The present study focused on the early stages of acute glutamate (L-Glu)-induced neurotoxic mechanisms, both biochemical, e.g. intracellular reactive oxygen species (ROS) and associated parameters as well as gene expression of cell survival/death pathways, i.e. Bcl-2 and caspases. Stereotactic intracortical injections of L-Glu (1micromol/1microl) resulted in decreased size of pyramidal neurons in rat after 1h. We also observed that intracellular ROS, calcium (Ca(2+)) and peroxynitrite (ONOO(-)) production were significantly elevated, whereas, mitochondrial transmembrane potential (DeltaPsim) and total glutathione were significantly decreased by L-Glu bolus. The Bcl-2/Bax ratio in the L-Glu-injected rats was found to be significantly lower than the controls. Moreover, acute L-Glu significantly induced mRNA expression of nNOS, iNOS, caspase-3 and caspase-9. It may be concluded from the present study that acute L-Glu administration, at an early stage, increases intracellular ROS accumulation, Ca(2+) levels and peroxynitrite production and decreases glutathione pool.
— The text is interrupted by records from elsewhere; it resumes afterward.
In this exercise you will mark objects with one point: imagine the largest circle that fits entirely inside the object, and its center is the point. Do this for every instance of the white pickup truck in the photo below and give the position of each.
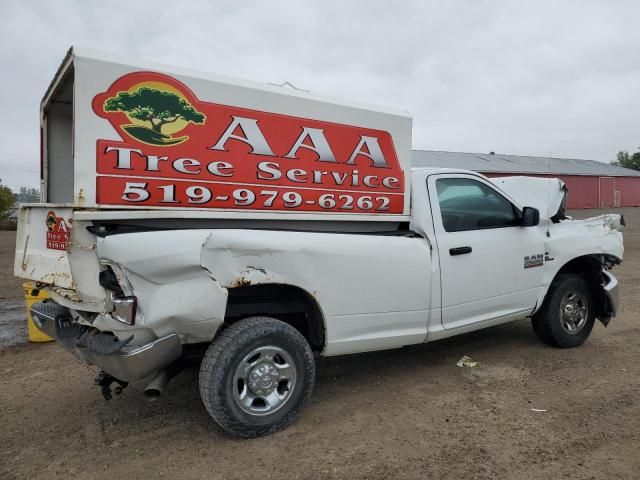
(143, 279)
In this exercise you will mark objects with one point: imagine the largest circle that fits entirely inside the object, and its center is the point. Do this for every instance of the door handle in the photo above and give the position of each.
(459, 250)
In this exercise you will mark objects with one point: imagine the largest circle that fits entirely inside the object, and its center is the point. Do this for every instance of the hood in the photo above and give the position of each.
(548, 195)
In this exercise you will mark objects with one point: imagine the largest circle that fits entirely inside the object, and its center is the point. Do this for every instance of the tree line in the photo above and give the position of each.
(8, 201)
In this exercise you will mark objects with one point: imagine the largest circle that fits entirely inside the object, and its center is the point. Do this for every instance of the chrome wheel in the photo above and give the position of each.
(574, 312)
(264, 380)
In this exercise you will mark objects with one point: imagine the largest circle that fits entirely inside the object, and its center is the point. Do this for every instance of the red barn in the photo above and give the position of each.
(591, 184)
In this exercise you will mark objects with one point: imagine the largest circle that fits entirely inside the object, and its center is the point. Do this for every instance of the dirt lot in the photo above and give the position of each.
(408, 413)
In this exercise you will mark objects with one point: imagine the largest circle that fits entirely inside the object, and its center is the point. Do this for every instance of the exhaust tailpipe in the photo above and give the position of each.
(154, 390)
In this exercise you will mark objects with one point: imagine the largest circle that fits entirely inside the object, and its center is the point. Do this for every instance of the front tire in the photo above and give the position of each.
(567, 315)
(256, 376)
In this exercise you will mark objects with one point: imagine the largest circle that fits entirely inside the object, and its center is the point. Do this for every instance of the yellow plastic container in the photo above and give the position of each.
(35, 335)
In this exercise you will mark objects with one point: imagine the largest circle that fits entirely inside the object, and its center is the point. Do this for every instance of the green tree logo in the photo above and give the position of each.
(155, 114)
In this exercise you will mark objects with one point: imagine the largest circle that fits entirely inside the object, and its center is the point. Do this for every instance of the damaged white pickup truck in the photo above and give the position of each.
(195, 218)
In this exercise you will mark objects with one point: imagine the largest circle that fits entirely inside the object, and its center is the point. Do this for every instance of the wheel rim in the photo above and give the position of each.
(264, 380)
(574, 312)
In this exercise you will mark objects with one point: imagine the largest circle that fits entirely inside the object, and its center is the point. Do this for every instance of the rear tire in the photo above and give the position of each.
(567, 315)
(256, 376)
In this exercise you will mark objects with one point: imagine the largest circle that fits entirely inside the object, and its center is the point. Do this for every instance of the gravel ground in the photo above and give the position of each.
(407, 413)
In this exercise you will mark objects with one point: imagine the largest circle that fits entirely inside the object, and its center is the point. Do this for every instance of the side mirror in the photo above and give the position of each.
(530, 217)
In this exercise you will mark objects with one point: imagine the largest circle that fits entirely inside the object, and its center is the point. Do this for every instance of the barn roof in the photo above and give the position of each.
(499, 163)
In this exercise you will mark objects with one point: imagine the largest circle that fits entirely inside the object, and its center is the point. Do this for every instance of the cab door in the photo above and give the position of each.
(490, 265)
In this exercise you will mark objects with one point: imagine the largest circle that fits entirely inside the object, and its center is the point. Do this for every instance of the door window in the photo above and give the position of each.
(467, 204)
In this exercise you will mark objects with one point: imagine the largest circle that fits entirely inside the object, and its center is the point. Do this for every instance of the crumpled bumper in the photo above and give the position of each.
(611, 289)
(128, 363)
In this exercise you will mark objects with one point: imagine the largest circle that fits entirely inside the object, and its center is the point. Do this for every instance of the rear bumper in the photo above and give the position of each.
(129, 363)
(611, 289)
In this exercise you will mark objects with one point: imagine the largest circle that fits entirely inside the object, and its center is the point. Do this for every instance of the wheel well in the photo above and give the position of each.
(589, 265)
(287, 303)
(590, 268)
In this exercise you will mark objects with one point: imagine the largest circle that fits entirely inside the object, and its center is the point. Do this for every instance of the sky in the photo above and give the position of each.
(518, 77)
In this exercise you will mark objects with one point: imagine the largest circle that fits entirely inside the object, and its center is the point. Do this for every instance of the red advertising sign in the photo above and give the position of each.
(57, 232)
(177, 151)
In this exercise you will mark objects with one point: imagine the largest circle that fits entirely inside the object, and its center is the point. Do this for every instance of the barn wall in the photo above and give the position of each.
(592, 192)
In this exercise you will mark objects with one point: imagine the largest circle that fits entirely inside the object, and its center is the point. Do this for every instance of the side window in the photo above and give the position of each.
(467, 204)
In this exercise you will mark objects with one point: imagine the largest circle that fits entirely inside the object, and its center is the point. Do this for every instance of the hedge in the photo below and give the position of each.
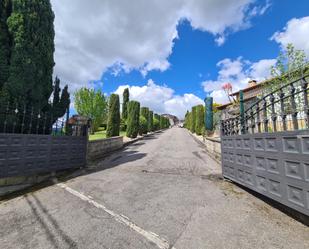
(133, 108)
(113, 122)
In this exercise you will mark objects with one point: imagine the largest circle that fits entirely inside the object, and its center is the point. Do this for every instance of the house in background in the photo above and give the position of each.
(251, 93)
(173, 119)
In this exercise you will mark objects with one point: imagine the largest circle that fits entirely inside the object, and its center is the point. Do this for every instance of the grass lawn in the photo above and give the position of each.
(101, 135)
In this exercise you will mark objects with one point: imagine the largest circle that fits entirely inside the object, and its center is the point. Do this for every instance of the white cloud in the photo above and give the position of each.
(91, 36)
(261, 70)
(161, 98)
(296, 32)
(237, 72)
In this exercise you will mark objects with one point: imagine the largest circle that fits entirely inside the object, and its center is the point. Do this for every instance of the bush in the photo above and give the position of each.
(133, 119)
(113, 122)
(123, 125)
(145, 112)
(200, 119)
(193, 119)
(164, 122)
(126, 98)
(156, 124)
(150, 121)
(143, 125)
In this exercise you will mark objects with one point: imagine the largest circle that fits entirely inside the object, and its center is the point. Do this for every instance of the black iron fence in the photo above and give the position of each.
(266, 147)
(285, 109)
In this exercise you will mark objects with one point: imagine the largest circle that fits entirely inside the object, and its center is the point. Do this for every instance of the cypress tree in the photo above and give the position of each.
(150, 121)
(5, 12)
(144, 120)
(143, 125)
(193, 119)
(145, 112)
(133, 119)
(126, 99)
(200, 120)
(113, 122)
(32, 60)
(156, 122)
(162, 122)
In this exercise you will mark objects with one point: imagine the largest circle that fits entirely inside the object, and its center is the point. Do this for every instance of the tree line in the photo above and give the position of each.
(133, 119)
(195, 120)
(27, 61)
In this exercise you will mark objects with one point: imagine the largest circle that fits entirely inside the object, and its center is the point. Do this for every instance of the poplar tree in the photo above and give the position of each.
(200, 120)
(150, 121)
(126, 99)
(5, 11)
(113, 122)
(133, 119)
(32, 51)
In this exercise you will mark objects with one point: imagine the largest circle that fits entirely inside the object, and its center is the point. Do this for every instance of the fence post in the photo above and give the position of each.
(209, 114)
(242, 112)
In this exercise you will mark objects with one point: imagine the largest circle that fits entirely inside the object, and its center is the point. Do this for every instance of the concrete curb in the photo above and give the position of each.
(125, 144)
(217, 160)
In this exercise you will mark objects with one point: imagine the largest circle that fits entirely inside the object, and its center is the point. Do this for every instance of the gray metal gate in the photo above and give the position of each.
(266, 148)
(34, 142)
(30, 154)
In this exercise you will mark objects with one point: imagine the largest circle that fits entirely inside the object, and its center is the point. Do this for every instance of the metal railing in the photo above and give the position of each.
(285, 109)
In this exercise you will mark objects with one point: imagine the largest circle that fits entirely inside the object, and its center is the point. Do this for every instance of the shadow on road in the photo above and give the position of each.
(56, 236)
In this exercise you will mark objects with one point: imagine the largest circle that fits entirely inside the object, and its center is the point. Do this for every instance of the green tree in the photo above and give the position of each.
(113, 122)
(193, 119)
(164, 122)
(156, 122)
(143, 125)
(92, 104)
(150, 121)
(32, 52)
(187, 120)
(133, 119)
(290, 64)
(5, 41)
(145, 115)
(200, 120)
(126, 99)
(61, 100)
(145, 112)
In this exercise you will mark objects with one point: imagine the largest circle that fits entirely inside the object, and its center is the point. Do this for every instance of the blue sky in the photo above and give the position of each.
(186, 62)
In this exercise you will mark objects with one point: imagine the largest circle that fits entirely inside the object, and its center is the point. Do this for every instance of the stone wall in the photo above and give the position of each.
(99, 148)
(213, 147)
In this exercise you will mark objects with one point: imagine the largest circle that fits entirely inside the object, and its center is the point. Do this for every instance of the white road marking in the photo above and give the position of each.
(156, 239)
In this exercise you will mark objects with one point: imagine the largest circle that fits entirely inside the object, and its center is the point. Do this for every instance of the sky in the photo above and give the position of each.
(172, 54)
Furthermore, it appears that decreased mitochondrial Bcl-2/Bax ratio might have upregulated the mRNA expression of caspase-3 and caspase-9 which launch cell death cascade. Regarding the chronology of the events, we presume that acute L-Glu increases ROS and decreases DeltaPsim and glutathione rapidly and it is more likely that these events precede gene expression changes, ultimately resulting in neuronal damage/death.